Ein Marder
Ein Marder

 

Wer es im Dachboden poltern hört oder Unrat im Auto findet, hat wahrscheinlich einen Steinmarder auf dem Grundstück. Im nachfolgenden listen wir ein paar Tipps auf, wie sich das Nagetier wieder loswerden lässt.




Haus und Garten: Marder vertreiben mit Vergrämungsmitteln 

Sei es durch laute Geräusche oder durch unangenehme Gerüche: ein Marder auf dem Dachboden macht sich recht schnell bemerkbar. Da Steinmarder dem Jagdgesetz unterstehen, sollte bei einem Befall immer ein Jäger eingeschaltet werden. Der Fachmann wird den Eindringling mit einem Köder in die Falle locken und aus dem Haus entfernen.
Manchmal genügt es, den ungebetenen Gast ganz einfach zu stören. Sogenannte Vergrämungsmittel – etwa ein laut spielendes Radio am Tag oder ein gezieltes Klopfen am Versteck des Marders – vertreiben die Tiere meist nach kurzer Zeit. Auch Schellenwecker oder Ultraschallgeräte aus dem Fachhandel können helfen, einen Marder ohne die Hilfe eines Jägers loszuwerden.
All diese Maßnahmen vertreiben den Marder allerdings nur kurzfristig. Sobald die Störfaktoren verschwunden sind, kehrt das Tier in der Regel wieder in seinen Unterschlupf zurück – es sei denn, die Zugangswege wurden verschlossen.

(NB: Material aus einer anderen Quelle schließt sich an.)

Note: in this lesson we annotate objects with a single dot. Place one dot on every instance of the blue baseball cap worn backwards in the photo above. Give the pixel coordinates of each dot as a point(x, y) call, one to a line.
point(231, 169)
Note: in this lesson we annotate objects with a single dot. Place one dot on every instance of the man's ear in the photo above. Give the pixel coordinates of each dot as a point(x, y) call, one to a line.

Den Einschlupf des Marders verschließen

Auf Dauer kann ein Marder nur vom Grundstück vertrieben werden, indem die Schlupflöcher des Eindringlings gefunden und verschlossen werden. Zunächst gilt es, nach sichtbaren Spuren Ausschau zu halten – Kratzspuren an Regenrinnen und nahegelegenen Bäumen etwa oder Fußspuren im Gemüsebett. Ein Dachdecker kann helfen, Löcher auf dem Dach ausfindig zu machen.

Ist die Einschlupfstelle gefunden, muss sie sorgfältig verschlossen werden – zum Beispiel mit Maschendraht. Dabei sollte man allerdings sicherstellen, dass das Tier gerade „außer Haus“ ist. Ansonsten richtet es bei einem möglichen Ausbruchsversuch noch größere Schäden an.
Wichtig: In den Sommermonaten sollte ein Marder nicht selbstständig gefangen werden, denn womöglich nutzt das Tier den Unterschlupf als Brutstätte. Wer Jungtiere bemerkt oder sich aus anderen Gründen unsicher ist, sollte einen Fachmann einschalten.

Auto: Anti-Marder-Sprays sollen Marder vertreiben

Aus dem Auto kann der Marder selbst vertrieben werden. Hierfür bieten sich spezielle Drahtgitter an, die unter den Motorraum geschoben werden. Hat das Tier sein Revier verlassen, muss das Auto einer gründlichen Wäsche unterzogen werden. Der Grund: der Marder markiert das Fahrzeug und wird höchstwahrscheinlich wieder in sein Revier zurückkehren. Deshalb sollten auch Parkfläche und Garage von allen Rückständen befreit werden.




Darüber hinaus bieten sich spezielle Anti-Marder-Sprays an. Diese Präparate enthalten Duftstoffe, die der Eindringling als störend empfindet – und dann hoffentlich das Weite sucht. Einige bewährte Alternative aus dem Haushalt sind Hundehaare, Tierurin oder WC-Duftsteine.